Now, researchers have developed a new method for 3D culture to accurately quantify how cancer cells generate forces to spread within tissue. ‘We have applied the method for investigation of early progression of breast cancer,’ says Juho Pokki, a principal investigator at Aalto University who led the research.
This study, a collaboration between scientists at Aalto University and Stanford University, was published in the journal Nano Letters.
Nanospheres measure force pulses that accumulate into stronger forces
A primary tumour can form inside the breast’s mammary duct, where the cancerous cells are confined by a special membrane, called a basement membrane. Breast cancer cells are larger than the pores in these membranes, so they must break through to spread to other tissues. Previously, researchers thought that cells use enzymes to dissolve membranes, but now it is understood that breast cancer cells use another mechanism involving cellular protrusions to pass through the membranes.
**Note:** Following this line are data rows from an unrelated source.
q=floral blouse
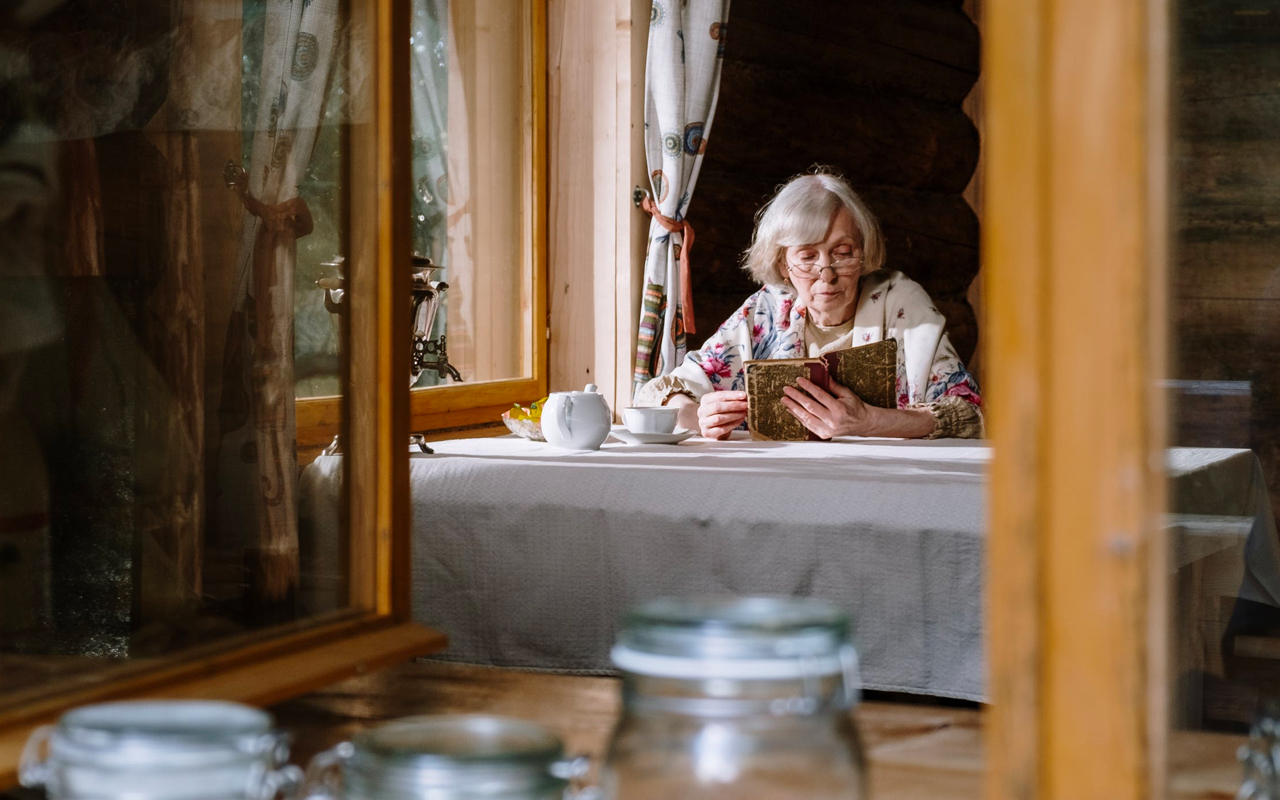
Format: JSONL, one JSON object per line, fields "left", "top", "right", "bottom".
{"left": 634, "top": 269, "right": 984, "bottom": 438}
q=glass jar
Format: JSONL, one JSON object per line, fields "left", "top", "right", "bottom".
{"left": 600, "top": 596, "right": 866, "bottom": 800}
{"left": 19, "top": 700, "right": 302, "bottom": 800}
{"left": 300, "top": 714, "right": 590, "bottom": 800}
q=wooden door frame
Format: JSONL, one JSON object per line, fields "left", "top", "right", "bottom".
{"left": 984, "top": 0, "right": 1169, "bottom": 797}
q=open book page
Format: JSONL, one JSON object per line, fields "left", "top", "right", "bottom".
{"left": 822, "top": 338, "right": 898, "bottom": 409}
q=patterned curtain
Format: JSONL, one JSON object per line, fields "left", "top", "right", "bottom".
{"left": 632, "top": 0, "right": 731, "bottom": 396}
{"left": 215, "top": 0, "right": 341, "bottom": 614}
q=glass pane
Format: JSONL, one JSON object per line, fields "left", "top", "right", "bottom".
{"left": 407, "top": 0, "right": 534, "bottom": 389}
{"left": 0, "top": 0, "right": 360, "bottom": 703}
{"left": 1167, "top": 0, "right": 1280, "bottom": 779}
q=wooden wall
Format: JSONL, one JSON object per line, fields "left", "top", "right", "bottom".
{"left": 689, "top": 0, "right": 982, "bottom": 363}
{"left": 546, "top": 0, "right": 649, "bottom": 413}
{"left": 444, "top": 1, "right": 530, "bottom": 383}
{"left": 1172, "top": 1, "right": 1280, "bottom": 524}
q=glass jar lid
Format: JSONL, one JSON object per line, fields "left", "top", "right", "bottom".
{"left": 49, "top": 700, "right": 279, "bottom": 769}
{"left": 611, "top": 596, "right": 856, "bottom": 681}
{"left": 344, "top": 715, "right": 575, "bottom": 797}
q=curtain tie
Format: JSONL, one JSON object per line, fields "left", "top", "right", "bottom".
{"left": 641, "top": 196, "right": 696, "bottom": 335}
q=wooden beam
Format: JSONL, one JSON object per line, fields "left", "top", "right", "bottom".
{"left": 986, "top": 0, "right": 1167, "bottom": 797}
{"left": 984, "top": 0, "right": 1048, "bottom": 794}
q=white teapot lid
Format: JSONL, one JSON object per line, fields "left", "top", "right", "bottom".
{"left": 556, "top": 383, "right": 600, "bottom": 396}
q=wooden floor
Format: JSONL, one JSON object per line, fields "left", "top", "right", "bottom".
{"left": 268, "top": 659, "right": 1248, "bottom": 799}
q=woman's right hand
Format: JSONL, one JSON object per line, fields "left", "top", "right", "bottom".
{"left": 697, "top": 390, "right": 749, "bottom": 440}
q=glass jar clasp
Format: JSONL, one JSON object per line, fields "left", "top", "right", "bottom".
{"left": 551, "top": 754, "right": 600, "bottom": 800}
{"left": 298, "top": 741, "right": 354, "bottom": 800}
{"left": 18, "top": 724, "right": 54, "bottom": 789}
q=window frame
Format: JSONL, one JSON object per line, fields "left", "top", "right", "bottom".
{"left": 0, "top": 0, "right": 444, "bottom": 784}
{"left": 298, "top": 0, "right": 549, "bottom": 448}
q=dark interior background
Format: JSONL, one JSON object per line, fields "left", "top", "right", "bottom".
{"left": 689, "top": 0, "right": 982, "bottom": 365}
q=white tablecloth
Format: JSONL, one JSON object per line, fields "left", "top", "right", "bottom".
{"left": 299, "top": 431, "right": 1279, "bottom": 702}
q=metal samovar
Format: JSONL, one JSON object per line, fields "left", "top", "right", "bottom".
{"left": 316, "top": 254, "right": 462, "bottom": 455}
{"left": 407, "top": 256, "right": 463, "bottom": 386}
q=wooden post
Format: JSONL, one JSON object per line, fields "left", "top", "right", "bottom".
{"left": 985, "top": 0, "right": 1168, "bottom": 797}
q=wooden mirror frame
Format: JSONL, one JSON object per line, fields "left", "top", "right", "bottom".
{"left": 0, "top": 0, "right": 447, "bottom": 784}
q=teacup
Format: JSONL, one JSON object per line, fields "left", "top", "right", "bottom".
{"left": 622, "top": 406, "right": 679, "bottom": 435}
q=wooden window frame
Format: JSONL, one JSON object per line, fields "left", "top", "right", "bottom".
{"left": 0, "top": 0, "right": 445, "bottom": 785}
{"left": 985, "top": 0, "right": 1169, "bottom": 797}
{"left": 298, "top": 0, "right": 549, "bottom": 449}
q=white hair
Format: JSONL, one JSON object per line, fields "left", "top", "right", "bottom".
{"left": 742, "top": 171, "right": 885, "bottom": 286}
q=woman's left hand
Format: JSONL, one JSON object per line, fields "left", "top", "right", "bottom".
{"left": 781, "top": 377, "right": 874, "bottom": 439}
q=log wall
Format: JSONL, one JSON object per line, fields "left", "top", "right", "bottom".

‘In this mechanism, breast cancer cells use forces generated by the protrusions to open up channels within the membrane material. Then, the cancer cells enter the surrounding tissue and may travel further to blood vessels to spread to the rest of the body. In fact, the blood vessels are also surrounded by a basement membrane. Breast cancer cells potentially use a similar mechanism to break through into those basement membranes,’ explains Pokki. ‘Professor Ovijit Chaudhuri’s group at Stanford originally found this protrusion mechanism in 2018. Collaboration with his group has been the key for the physiological significance of this work,’ says Pokki.
The new study uses 3D cell cultures composed of breast cancer cells and standard basement membrane material. Within the 3D cultures, researchers embedded two types of biocompatible spheres: one type moved along with forces generated by cancer cells, and the other type measured force-constraining mechanics. A modified fluorescence microscope was used to take videos of these spheres and track them at nanoscales.
This allowed the researchers to measure the force pulses coming from cancer cells. ‘Previous studies had measured motion of cellular protrusions over longer periods of time, but our study showed that a lot can happen in just 15 minutes. We saw nanoscale movement and force pulses within a few seconds, which is startling. Further, these pulses accumulate, resulting in stronger forces applied on the membrane material,’ says Pokki.
‘This is currently the most accurate method for measuring how cellular forces are generated in 3D culture,’ adds Pokki.
Toward more efficient and personalized drug development
Breast cancer is the most common form of cancer for women globally. Every year, over 350,000 women are diagnosed with breast cancer in the European Union alone.
Developing medication against breast cancer is costly, slow and often inefficient, since fewer than five percent of drug candidates that are selected using 2D cell cultures and animal experiments prove to be effective in human clinical trials.
‘Our methods provide more accurate computational data on cellular forces during invasion by breast cancer cells. Our group combines the methods with microscopy technology to make experiments in the area of 3D cell culture more reproducible. I believe technological developments will eventually boost pre-clinical research. We have already started a related project in the area of personalized cancer medicine,’ reveals Pokki.